🤖 AI Summary
This work addresses the computational intractability of mean-field Schrödinger bridge problems, where nonlocal interactions induce a quadratic scaling of complexity with particle count, hindering scalability to large systems. To overcome this, the authors propose an efficient solver leveraging a neural network surrogate model to approximate the nonlocal interaction term—a first in this context—and introduce a four-stage alternating optimization algorithm. This approach reduces the per-step inference complexity from O(N²) to O(N). Theoretically, they establish a Grönwall-type stability bound to quantify the impact of surrogate approximation error on trajectory accuracy.

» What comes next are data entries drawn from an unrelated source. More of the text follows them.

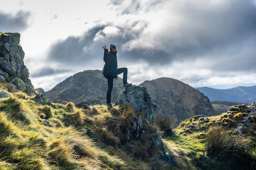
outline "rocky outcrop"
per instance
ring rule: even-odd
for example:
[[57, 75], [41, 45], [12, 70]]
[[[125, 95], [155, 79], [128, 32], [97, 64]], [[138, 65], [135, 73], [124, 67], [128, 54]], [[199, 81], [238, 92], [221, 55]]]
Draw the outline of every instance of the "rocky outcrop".
[[178, 124], [198, 115], [216, 115], [208, 98], [198, 90], [177, 79], [160, 78], [146, 81], [139, 86], [146, 87], [157, 113], [167, 115]]
[[151, 101], [145, 87], [132, 85], [126, 87], [117, 97], [115, 105], [130, 103], [135, 110], [146, 113], [146, 118], [154, 124], [156, 124], [156, 107]]
[[180, 125], [180, 133], [206, 132], [215, 125], [221, 125], [234, 134], [248, 135], [256, 140], [256, 102], [249, 106], [232, 106], [226, 113], [217, 116], [198, 115], [186, 119]]
[[[122, 139], [124, 143], [129, 141], [130, 138], [139, 140], [140, 135], [147, 130], [144, 128], [145, 126], [150, 124], [156, 124], [157, 114], [157, 106], [152, 102], [145, 87], [132, 85], [126, 87], [117, 97], [115, 105], [122, 105], [126, 103], [130, 104], [134, 111], [141, 113], [141, 116], [144, 117], [138, 116], [134, 119], [133, 125], [131, 126], [129, 135]], [[157, 154], [157, 157], [168, 163], [171, 163], [170, 154], [165, 149], [161, 135], [156, 132], [151, 133], [147, 142], [148, 150], [160, 150], [161, 154]]]
[[23, 62], [20, 36], [18, 33], [0, 32], [0, 81], [10, 82], [16, 90], [32, 95], [35, 92]]

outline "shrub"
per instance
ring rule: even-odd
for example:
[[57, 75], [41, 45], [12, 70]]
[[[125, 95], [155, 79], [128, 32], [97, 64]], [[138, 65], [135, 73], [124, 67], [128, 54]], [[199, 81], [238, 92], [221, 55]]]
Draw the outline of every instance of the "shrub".
[[234, 135], [221, 126], [213, 127], [206, 135], [205, 147], [207, 155], [221, 170], [230, 169], [230, 166], [236, 170], [256, 169], [256, 158], [249, 153], [251, 141], [244, 135]]
[[157, 116], [156, 121], [157, 126], [165, 134], [167, 135], [172, 135], [175, 124], [174, 120], [172, 118], [158, 115]]

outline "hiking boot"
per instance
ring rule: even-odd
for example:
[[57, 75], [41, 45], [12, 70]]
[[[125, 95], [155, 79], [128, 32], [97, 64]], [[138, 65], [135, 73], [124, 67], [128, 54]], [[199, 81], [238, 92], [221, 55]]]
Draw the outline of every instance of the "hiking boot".
[[123, 87], [128, 87], [128, 86], [131, 86], [132, 84], [132, 83], [127, 83], [126, 84], [123, 84]]
[[113, 103], [112, 102], [107, 104], [107, 106], [112, 106], [112, 105]]

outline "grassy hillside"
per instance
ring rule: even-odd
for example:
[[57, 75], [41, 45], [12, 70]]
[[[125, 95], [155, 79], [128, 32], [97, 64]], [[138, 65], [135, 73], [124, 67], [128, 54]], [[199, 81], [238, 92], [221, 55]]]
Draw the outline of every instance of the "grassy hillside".
[[[161, 128], [145, 124], [139, 140], [124, 142], [129, 129], [132, 128], [134, 118], [143, 114], [135, 112], [128, 104], [112, 108], [97, 105], [85, 109], [76, 108], [72, 102], [43, 106], [34, 102], [33, 97], [14, 92], [9, 84], [0, 83], [0, 91], [2, 90], [9, 91], [11, 96], [0, 99], [1, 170], [213, 170], [229, 169], [227, 163], [233, 162], [232, 159], [220, 161], [216, 156], [218, 152], [213, 156], [212, 148], [217, 146], [213, 145], [212, 139], [206, 140], [211, 136], [208, 134], [212, 133], [211, 129], [214, 127], [214, 123], [210, 122], [217, 122], [216, 120], [224, 117], [223, 114], [207, 117], [211, 118], [207, 118], [207, 124], [200, 117], [193, 117], [175, 129], [172, 129], [170, 120], [163, 121], [159, 119]], [[230, 130], [213, 131], [218, 135]], [[148, 139], [154, 132], [164, 137], [163, 141], [172, 163], [159, 159], [165, 153], [148, 149]], [[229, 134], [224, 136], [229, 139], [233, 136]], [[240, 139], [235, 142], [239, 144], [238, 147], [246, 149], [238, 154], [249, 160], [246, 162], [250, 168], [248, 169], [255, 169], [249, 166], [255, 162], [254, 141], [236, 135]], [[222, 152], [226, 155], [229, 153]], [[245, 165], [238, 166], [244, 167]]]

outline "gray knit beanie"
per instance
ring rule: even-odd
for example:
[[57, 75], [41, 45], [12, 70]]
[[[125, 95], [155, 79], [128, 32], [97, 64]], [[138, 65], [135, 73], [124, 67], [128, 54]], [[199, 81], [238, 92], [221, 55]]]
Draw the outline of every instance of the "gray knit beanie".
[[109, 44], [109, 49], [111, 50], [112, 48], [115, 48], [116, 49], [117, 47], [114, 44]]

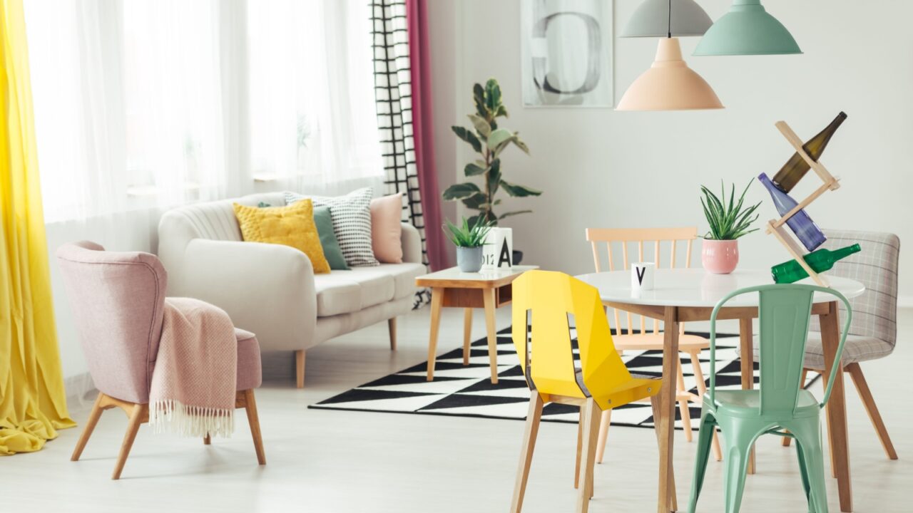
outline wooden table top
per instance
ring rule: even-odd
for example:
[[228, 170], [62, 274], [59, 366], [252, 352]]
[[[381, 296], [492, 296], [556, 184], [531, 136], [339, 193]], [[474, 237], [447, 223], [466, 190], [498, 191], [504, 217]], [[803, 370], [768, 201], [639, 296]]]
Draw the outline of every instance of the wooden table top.
[[459, 270], [459, 267], [450, 267], [420, 276], [415, 278], [415, 285], [444, 288], [492, 288], [503, 287], [526, 271], [538, 268], [539, 266], [514, 266], [507, 269], [465, 273]]

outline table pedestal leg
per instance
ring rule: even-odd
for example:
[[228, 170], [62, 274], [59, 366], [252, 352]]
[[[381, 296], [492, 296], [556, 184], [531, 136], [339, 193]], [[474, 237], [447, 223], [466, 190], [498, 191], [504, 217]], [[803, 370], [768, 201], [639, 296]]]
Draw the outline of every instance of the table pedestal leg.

Empirically, the method reproduces high-fidelity trajectories in navigation and opinion dynamics tasks while substantially accelerating training, thereby demonstrating both accuracy and scalability.
📝 Abstract
The Schrödinger Bridge Problem constructs a stochastic process that connects an initial distribution to a terminal distribution with minimum energy. This work considers its mean-field extension, the Mean-Field Schrödinger Bridge, for interacting particle systems. With nonlocal interactions, evaluating the resulting particle-dependent distributional terms can scale quadratically with the population size, which makes large-scale problems intractable. We address this bottleneck by approximating the nonlocal interactions with neural network surrogates. The resulting four-stage alternating algorithm reduces the per-step cost from quadratic to linear in the population size at inference. We also derive Grönwall-type stability bounds that show how surrogate errors propagate to the generated trajectories. In numerical experiments on navigation and opinion-dynamics tasks, the proposed method reproduces trajectories obtained with analytical evaluation and reduces training time.